For Red Sox, different superheroes appear every night
Another game, and a different player coming through with a clutch hit, leading them to victory.
It’s been that kind of year for the Red Sox and it continued in their 3-2 series win over the Tigers in the ALCS. David Ortiz’s grand slam in the eighth inning of Game 2, Mike Napoli’s home runs in Games 3 and 5 and Shane Victorino’s seventh inning grand slam in Game 6 all contributed mightily to Boston’s third American League pennant in the last 10 years and in continuing their historic worst-to-first turnaround from last season.
“Every single guy on this roster and beyond can feel good about getting to the World Series because everyone did something to contribute to the success of this team,” reliever Craig Breslow said.
In the regular season, 16 different players had game-winning RBIs, including nine players with six or more. Napoli and Dustin Pedroia led the team with 12, with Stephen Drew right behind with 10. As a team they also had 10 walk-off hits by seven different players, with Drew, Napoli and Jonny Gomes leading the way with two apiece.

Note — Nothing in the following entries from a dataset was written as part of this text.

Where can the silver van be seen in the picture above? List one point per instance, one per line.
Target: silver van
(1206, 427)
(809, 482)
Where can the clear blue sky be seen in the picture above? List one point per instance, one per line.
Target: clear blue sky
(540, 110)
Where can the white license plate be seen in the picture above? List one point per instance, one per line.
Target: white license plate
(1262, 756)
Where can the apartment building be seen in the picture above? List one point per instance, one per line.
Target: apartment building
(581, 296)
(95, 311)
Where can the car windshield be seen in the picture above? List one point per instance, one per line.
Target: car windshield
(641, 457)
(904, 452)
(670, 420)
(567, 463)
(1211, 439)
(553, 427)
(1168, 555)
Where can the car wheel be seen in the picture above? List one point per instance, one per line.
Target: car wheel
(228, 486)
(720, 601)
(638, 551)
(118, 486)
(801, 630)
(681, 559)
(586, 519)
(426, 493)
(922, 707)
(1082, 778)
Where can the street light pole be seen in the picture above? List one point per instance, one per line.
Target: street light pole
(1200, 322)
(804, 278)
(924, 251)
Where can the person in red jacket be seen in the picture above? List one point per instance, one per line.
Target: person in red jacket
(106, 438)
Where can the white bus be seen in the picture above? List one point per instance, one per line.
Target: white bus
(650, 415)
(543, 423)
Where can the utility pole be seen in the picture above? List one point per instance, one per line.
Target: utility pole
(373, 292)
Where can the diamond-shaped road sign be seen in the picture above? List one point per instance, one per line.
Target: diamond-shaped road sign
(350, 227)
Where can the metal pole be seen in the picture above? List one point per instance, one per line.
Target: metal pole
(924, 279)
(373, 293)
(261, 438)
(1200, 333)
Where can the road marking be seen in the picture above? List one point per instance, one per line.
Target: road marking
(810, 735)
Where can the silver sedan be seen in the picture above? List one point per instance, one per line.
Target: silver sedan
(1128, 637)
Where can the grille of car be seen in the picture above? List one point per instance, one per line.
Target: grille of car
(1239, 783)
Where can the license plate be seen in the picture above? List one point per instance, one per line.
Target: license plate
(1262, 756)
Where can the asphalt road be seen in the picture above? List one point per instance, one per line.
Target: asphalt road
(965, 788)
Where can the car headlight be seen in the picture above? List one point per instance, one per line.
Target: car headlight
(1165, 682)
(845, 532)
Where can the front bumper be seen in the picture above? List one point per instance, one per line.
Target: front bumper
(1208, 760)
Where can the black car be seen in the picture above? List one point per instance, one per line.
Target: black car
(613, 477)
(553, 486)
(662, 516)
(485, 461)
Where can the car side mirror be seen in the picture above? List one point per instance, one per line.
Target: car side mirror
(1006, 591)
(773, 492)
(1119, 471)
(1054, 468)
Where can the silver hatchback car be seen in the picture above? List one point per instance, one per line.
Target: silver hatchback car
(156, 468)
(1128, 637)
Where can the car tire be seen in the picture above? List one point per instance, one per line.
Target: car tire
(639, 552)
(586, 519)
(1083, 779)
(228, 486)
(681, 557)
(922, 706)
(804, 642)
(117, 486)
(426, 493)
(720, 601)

One of the more memorable hits from an unexpected player was in the middle of September in Tampa when utility man Mike Carp hit a pinch-hit grand slam in the tenth inning to propel the Sox over the Rays.
Their clutch hitting has carried over into October with one walk-off hit as well as their pass-the-torch-to-the-next-guy mentality.
Having not started a single game all postseason, rookie Xander Bogaerts was inserted into the lineup for Games 5 and 6. The young stud responded, going 2-for-4 with two runs scored while showing tremendous poise, working three walks in the two games.
“His poise out there, it says a lot about him,” centerfielder Jacoby Ellsbury said. “This coaching staff, in the postseason, puts him in the lineup and they just have a lot of confidence in him and he has a lot of confidence in himself. Definitely added a spark for us this series.”
With no MVP candidates, the Red Sox relied heavily on their depth and sometimes their will to win to overcome, perhaps, a lack of talent.
“This ball club worked really hard. We have a lot of superheros here, a lot of guys that come here everyday that like to make things happen and that’s what this ball club is all about,” Ortiz said.
With the Red Sox in 2013, it doesn’t matter if you’ve been in the league for 17 years with two World Series titles, or if you’re just 21-years-old and own only two months of big league experience. Everyone is contributing, which is one of the biggest reasons why the Red Sox will be competing for the eighth World Series title in franchise history this week.